[<prev] [next>] [<thread-prev] [thread-next>] [day] [month] [year] [list]
Message-ID: <aYsOV7Q5FTWo+6/x@yzhao56-desk.sh.intel.com>
Date: Tue, 10 Feb 2026 18:54:15 +0800
From: Yan Zhao <yan.y.zhao@...el.com>
To: Sean Christopherson <seanjc@...gle.com>
CC: Thomas Gleixner <tglx@...nel.org>, Ingo Molnar <mingo@...hat.com>,
Borislav Petkov <bp@...en8.de>, Dave Hansen <dave.hansen@...ux.intel.com>,
<x86@...nel.org>, Kiryl Shutsemau <kas@...nel.org>, Paolo Bonzini
<pbonzini@...hat.com>, <linux-kernel@...r.kernel.org>,
<linux-coco@...ts.linux.dev>, <kvm@...r.kernel.org>, Kai Huang
<kai.huang@...el.com>, Rick Edgecombe <rick.p.edgecombe@...el.com>, "Vishal
Annapurve" <vannapurve@...gle.com>, Ackerley Tng <ackerleytng@...gle.com>,
Sagi Shahar <sagis@...gle.com>, Binbin Wu <binbin.wu@...ux.intel.com>,
Xiaoyao Li <xiaoyao.li@...el.com>, Isaku Yamahata <isaku.yamahata@...el.com>
Subject: Re: [RFC PATCH v5 08/45] KVM: x86/mmu: Propagate mirror SPTE removal
to S-EPT in handle_changed_spte()
On Fri, Feb 06, 2026 at 09:41:38AM -0800, Sean Christopherson wrote:
> On Fri, Feb 06, 2026, Yan Zhao wrote:
> > On Thu, Feb 05, 2026 at 02:33:16PM -0800, Sean Christopherson wrote:
> > > On Thu, Feb 05, 2026, Yan Zhao wrote:
> > > > > > > if (was_present && !was_leaf &&
> > > > > > > (is_leaf || !is_present || WARN_ON_ONCE(pfn_changed)))
> > > > > > > handle_removed_pt(kvm, spte_to_child_pt(old_spte, level), shared);
> > > > > > > + else if (was_leaf && is_mirror_sptep(sptep) && !is_leaf)
> > > > > > Should we check !is_present instead of !is_leaf?
> > > > > > e.g. a transition from a present leaf entry to a present non-leaf entry could
> > > > > > also trigger this if case.
> > > > >
> > > > > No, the !is_leaf check is very intentional.
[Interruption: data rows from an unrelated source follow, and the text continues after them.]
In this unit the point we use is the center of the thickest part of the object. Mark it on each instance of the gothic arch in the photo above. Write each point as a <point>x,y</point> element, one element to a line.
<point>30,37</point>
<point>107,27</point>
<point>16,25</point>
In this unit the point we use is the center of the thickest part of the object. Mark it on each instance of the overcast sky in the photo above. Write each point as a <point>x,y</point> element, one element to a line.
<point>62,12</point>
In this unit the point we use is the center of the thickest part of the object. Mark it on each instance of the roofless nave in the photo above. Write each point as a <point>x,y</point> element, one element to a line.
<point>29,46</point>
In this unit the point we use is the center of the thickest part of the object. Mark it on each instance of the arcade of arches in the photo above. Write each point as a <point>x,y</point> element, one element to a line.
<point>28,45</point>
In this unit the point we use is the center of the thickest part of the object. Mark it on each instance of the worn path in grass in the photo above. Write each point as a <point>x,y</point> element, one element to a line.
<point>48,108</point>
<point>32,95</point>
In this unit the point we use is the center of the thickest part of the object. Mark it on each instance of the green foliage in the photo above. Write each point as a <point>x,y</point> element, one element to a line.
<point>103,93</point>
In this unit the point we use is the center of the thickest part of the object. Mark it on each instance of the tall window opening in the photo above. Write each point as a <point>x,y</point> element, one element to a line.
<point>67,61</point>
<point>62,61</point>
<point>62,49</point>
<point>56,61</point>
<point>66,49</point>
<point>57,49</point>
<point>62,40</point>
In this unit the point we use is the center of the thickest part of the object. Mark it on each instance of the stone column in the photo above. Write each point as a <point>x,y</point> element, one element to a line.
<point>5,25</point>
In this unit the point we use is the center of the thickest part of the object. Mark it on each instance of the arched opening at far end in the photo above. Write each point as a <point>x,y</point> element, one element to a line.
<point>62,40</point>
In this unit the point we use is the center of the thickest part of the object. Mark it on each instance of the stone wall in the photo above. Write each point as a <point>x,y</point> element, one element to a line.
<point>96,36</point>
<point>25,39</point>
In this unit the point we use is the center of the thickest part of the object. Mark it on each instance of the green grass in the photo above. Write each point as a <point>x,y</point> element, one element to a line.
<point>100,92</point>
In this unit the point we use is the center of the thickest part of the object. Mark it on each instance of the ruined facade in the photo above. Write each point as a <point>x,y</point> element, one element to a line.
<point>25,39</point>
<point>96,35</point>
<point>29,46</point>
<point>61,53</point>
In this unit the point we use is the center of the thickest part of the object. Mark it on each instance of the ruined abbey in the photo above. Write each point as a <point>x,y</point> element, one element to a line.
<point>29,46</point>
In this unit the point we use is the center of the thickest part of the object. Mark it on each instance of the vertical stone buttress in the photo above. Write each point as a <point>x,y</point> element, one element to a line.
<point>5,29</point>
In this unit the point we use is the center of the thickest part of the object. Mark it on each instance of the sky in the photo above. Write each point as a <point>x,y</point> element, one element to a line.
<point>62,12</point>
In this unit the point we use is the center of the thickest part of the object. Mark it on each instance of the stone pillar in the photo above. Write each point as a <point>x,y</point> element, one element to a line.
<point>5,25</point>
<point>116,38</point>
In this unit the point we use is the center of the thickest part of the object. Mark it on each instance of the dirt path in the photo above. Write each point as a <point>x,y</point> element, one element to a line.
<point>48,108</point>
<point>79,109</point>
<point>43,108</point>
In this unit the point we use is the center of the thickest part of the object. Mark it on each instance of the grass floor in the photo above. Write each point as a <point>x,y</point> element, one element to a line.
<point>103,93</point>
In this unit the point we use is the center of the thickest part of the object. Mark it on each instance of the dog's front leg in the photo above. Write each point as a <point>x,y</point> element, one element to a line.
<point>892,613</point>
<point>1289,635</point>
At this point in the series, S-EPT
> > > > > doesn't support hugepages. If KVM manages to install a leaf SPTE and replaces
> > > > > that SPTE with a non-leaf SPTE, then we absolutely want the KVM_BUG_ON() in
> > > > > tdx_sept_remove_private_spte() to fire:
> > > > >
> > > > > /* TODO: handle large pages. */
> > > > > if (KVM_BUG_ON(level != PG_LEVEL_4K, kvm))
> > > > > return -EIO;
> > > > But the op is named remove_external_spte().
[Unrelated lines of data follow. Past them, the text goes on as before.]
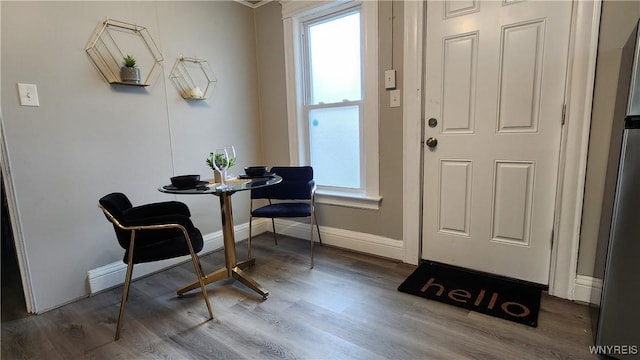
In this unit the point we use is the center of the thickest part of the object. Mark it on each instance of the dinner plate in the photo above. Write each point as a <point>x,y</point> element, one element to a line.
<point>201,184</point>
<point>266,175</point>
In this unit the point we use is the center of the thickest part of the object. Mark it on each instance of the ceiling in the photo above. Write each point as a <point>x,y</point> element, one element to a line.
<point>253,3</point>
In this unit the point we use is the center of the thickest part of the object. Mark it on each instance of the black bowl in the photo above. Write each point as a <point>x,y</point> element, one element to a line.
<point>255,170</point>
<point>185,181</point>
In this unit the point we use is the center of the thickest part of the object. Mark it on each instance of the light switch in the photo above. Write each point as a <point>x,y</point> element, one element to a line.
<point>28,94</point>
<point>394,98</point>
<point>390,79</point>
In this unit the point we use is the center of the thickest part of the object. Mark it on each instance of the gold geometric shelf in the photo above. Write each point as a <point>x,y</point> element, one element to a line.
<point>193,78</point>
<point>105,49</point>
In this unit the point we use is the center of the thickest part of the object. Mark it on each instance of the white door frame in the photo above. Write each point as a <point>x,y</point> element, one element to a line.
<point>18,239</point>
<point>583,45</point>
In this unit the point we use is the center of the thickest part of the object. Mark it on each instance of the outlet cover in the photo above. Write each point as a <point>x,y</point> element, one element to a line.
<point>28,95</point>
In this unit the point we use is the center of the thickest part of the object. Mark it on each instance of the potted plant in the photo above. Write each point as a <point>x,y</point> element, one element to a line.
<point>129,72</point>
<point>221,162</point>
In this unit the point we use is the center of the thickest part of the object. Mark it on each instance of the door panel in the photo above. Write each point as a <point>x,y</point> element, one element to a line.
<point>494,80</point>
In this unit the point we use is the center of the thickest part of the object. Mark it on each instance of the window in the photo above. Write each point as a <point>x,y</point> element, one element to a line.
<point>332,100</point>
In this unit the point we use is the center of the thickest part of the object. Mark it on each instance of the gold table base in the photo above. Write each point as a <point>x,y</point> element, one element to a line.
<point>232,269</point>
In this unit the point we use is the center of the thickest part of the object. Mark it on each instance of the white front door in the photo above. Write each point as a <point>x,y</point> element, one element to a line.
<point>494,89</point>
> > > > And the check of "level != PG_LEVEL_4K" is for removing large leaf entries.
> > >
> > > I agree that the naming at this point in the series is unfortunate, but I don't
> > > see it as outright wrong. That the TDP MMU could theoretically replace the leaf
> > > SPTE with a non-leaf SPTE doesn't change the fact that the old leaf SPTE *is*
> > > being removed.
> > Hmm, I can't agree with that. But I won't insist if you think it's ok :)
>
> If the code is read through a TDX lens, then I agree, it's seems wrong. Because
> then you *know* that TDX doesn't support back-to-back remove()=>add() operations
> to handle a page split.
>
> But from a TDP MMU perspective, this is entirely logical (ignoring that
> link_external_spt() is gone at this point in the series).
>
> else if (was_leaf && is_mirror_sptep(sptep) && !is_leaf) {
> kvm_x86_call(remove_external_spte)(kvm, gfn, level, old_spte);
>
> /*
> * Link the new page table if a hugepage is being split, i.e.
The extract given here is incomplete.